Over the weekend, we've been able to knock a few more things off the list.   Although we still have the starboard side to do, we were able to switch the port hull bilge to automatic pumping.  Originally, there was one strainer on each side of the rib attached to one main pump that was located under the sink in the head.  There was also a valve located under the sink that would switch from one strainer or the other, prior to the discharge leaving the boat, through a shared through-hull....

....To operate the bilge, you had to manually switch on the pump, then switch which side of the rib to sump with the valve.  I understand the logic behind the switch valve, but I can't understand how this is an efficient way to care for pumping out water in the bilge with all the manual care this system requires.  Besides, the original pump did not look like it was very efficient and seemed worn-out, especially when compared to the shower pump we installed a couple of months ago.  Now, when we do eventually get this boat in the water, I will have a fully automatic pumping system that can be left "on" and engages automatically. Additionally, I used the original shower sump switch (that's not being used anymore because of the automatic shower sump) to engage my bilge pumps manually if I feel the need to. 

Making use of the old shower sump button 

It also cleared out a lot of tubing and clutter under the sink area.  The original shower bilge pump wasn't even wired or plumbed since it had been previously by-passed and the same cumbersome pumping system was utilized on the bilge pump system itself.  

There were two pumps mounted and plumbed on these mounting pads - the empty tube in this picutre will now need its own above-the-waterline through-hull so it won't have to be switched manually.

The other project that I've been putting off (I actually started this on our last visit) is scraping the non-skid padding off the boarding steps.  It was originally gray, but is now some sort of puke/yellow/beige color - and was extremely hard to remove.  It looks like whoever installed this non-skid used 5200 to adhere every bit of it to the boat - and it did not want to let go.  We sharpened a puddy knife and that made the job doable, but it was still a bitch.  


The "after" shot - ready for new non-skid



  1. Hello Family Ray. Just wanted to drop a note to say your blog is interesting and I admire the perseverance the family is displaying. And really sorry to see Tami's accident. Hope she is recovering well and not rethinking the whole adventure.

    It be great to hear more about the sailing plans, timelines etc. Sounds like you've got the finances sorted- kudos there.

    Finally, I did not know either that changing the boat's name could be bad luck. With two falls already, Tami is bearing the brunt of it unfairly. Recommend the family research how to remedy the situation both in a ritual type of offering and more pre-job safety meetings and hazard hunts. Best of Luck to you all.

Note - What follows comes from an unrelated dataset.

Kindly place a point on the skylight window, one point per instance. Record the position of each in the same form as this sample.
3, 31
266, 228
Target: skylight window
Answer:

  2. Thanks for checking out the blog, but about the changing name thing...we haven't put a name on the boat and it hasn't been splashed. But stuff happens and you deal with it, but we can't stop working on it because of fear. She's said she'll be on the boat one way or another...even if she has to peg-leg it like an old salty pirate, she'll be on the boat. Btw, we will be doing the ceremony and we're taking every precaution to be safe while on the hard, but.the deck is damn near 10' off the ground!

  3. The jobs aboard never seem to end. It always surprises me how many changes are made to a boat and the precious owners leave wires and plumbing just hanging around instead of just removing it.
    Good luck with all the work and soon you will be out here enjoying life with the rest of us cruising.
    They say that sailing is all about fixing boats in exotic locations!